As far as his state of mind is concerned, there have always been some serious questions. But that applies to most dictators and whatever one says about Lukashenka he is not paranoid in thinking that the large majority of his population want him out.
Living standards are plummeting as prices soar. The unions are on the move and planning nationwide protests in October. Despite long-standing attempts to suppress it, the murders his regime has perpetrated against political opponents are now common knowledge.
The December 2010 elections were worse than a joke as everybody inside and outside Belarus knows. Lukashenka gave himself 80 percent of the vote.
The situation in the country is so farcical that it is widely rumoured in Minsk that one of the state prosecutors at the trial of Andrei Sannikov – the man most likely to be president in genuinely free elections – admitted that he himself had voted for Sannikov at the polls, after which Sannikov was promptly jailed for five years on charges trumped up by that self-same prosecutor.

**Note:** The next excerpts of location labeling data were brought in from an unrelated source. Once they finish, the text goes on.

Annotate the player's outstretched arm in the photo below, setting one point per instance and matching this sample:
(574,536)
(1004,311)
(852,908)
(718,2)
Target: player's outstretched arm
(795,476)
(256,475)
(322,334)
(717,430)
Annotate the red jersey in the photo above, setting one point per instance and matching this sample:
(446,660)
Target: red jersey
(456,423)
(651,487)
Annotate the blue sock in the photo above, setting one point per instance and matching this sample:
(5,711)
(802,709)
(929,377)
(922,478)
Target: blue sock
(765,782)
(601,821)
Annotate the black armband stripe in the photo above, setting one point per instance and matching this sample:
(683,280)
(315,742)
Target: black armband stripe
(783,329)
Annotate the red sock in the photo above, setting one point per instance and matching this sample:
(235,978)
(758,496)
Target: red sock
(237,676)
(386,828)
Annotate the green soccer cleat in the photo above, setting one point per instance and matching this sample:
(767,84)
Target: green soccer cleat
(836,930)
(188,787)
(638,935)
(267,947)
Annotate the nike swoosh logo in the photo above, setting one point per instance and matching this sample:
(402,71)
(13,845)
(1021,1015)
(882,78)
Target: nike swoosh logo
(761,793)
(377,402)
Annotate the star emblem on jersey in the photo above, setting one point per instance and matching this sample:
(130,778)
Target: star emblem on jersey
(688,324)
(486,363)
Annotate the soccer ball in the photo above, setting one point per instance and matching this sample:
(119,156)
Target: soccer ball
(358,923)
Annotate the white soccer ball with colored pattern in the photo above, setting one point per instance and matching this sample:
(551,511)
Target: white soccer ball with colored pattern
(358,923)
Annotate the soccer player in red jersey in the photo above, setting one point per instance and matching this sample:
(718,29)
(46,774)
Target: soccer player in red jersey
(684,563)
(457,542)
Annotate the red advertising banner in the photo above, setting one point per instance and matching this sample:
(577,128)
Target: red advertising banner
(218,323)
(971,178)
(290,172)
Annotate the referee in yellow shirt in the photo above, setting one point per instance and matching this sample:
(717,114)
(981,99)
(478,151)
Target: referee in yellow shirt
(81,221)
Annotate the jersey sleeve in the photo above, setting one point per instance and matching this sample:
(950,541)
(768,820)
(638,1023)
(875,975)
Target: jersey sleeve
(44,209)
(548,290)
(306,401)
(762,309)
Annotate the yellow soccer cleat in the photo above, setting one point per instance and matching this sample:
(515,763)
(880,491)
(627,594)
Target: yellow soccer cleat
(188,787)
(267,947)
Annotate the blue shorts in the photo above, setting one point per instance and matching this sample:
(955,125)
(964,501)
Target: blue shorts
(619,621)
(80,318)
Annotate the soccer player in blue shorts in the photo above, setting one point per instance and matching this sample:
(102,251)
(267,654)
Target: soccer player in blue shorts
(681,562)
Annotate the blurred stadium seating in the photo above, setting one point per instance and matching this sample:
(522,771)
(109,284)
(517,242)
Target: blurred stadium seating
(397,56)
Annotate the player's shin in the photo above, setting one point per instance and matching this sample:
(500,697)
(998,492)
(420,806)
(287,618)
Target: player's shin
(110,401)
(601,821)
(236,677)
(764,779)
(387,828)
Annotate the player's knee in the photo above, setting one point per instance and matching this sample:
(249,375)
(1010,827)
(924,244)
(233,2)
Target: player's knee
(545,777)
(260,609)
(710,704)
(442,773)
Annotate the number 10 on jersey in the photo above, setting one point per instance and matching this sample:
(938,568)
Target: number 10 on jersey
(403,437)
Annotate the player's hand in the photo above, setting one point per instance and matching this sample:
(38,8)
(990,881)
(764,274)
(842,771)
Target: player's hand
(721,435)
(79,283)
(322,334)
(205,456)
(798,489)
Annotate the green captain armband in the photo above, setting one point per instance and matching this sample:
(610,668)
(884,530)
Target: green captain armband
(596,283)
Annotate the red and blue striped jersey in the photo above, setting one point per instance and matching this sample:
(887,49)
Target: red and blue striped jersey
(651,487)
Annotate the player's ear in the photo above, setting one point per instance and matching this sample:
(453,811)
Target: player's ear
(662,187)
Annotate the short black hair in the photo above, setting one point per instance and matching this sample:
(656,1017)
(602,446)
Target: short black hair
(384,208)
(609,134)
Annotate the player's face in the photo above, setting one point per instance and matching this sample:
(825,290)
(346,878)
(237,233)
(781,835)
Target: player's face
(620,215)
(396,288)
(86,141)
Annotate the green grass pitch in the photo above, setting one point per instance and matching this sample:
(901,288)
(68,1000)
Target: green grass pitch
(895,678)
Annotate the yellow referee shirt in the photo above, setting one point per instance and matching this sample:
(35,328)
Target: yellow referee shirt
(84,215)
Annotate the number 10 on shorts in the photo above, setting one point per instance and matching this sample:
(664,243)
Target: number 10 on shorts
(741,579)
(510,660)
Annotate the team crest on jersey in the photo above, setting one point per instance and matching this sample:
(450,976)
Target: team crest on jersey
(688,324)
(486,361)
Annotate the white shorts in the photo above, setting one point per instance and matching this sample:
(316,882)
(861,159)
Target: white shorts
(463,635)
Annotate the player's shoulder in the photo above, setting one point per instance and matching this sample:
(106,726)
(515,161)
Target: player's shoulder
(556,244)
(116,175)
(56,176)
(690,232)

Internationally, Lukashenka is almost completely isolated. The Russians regard him as a liability, and he and Vladimir Putin are known to despise each other. (Though it remains true that Russia would rather have Lukashenka in power than a democrat who would take Belarus into NATO.)
The European Union and the United States are tightening sanctions and won’t even allow him to visit their territory.
Still, he does have a couple of friends: the afore mentioned Colonel Gaddafi; Hugo Chavez (dying, it appears, of cancer) and none other than Mahmoud Ahmadinejad who reassuringly told Lukashenka in a phone call in June that “Iran will always stand by Belarus.”
It’s a bleak picture and the regime is clearly nervous. Hence its call for talks.
The leading opposition groupings which circulate around the hugely popular Charter 97 website (English version here), is rightly resolute in saying that there is nothing to talk about until all the political prisoners have been released, charges dropped and KGB surveillance ended.
As for the West, it is vital to keep up the pressure. The political prisoners must, of course, be freed unconditionally. If they are not the EU and the United States should be readying themselves for a massive expansion of sanctions, possibly also to third parties that continue to do business with Belarus along the lines of America’s Helms Burton Act of 1996 over Cuba.
Lukashenka has shown himself to be a survivor. So no-one should be expecting miracles. But Europe’s last dictatorship is in real trouble. Maybe it’s time the continent didn’t have any dictatorships at all.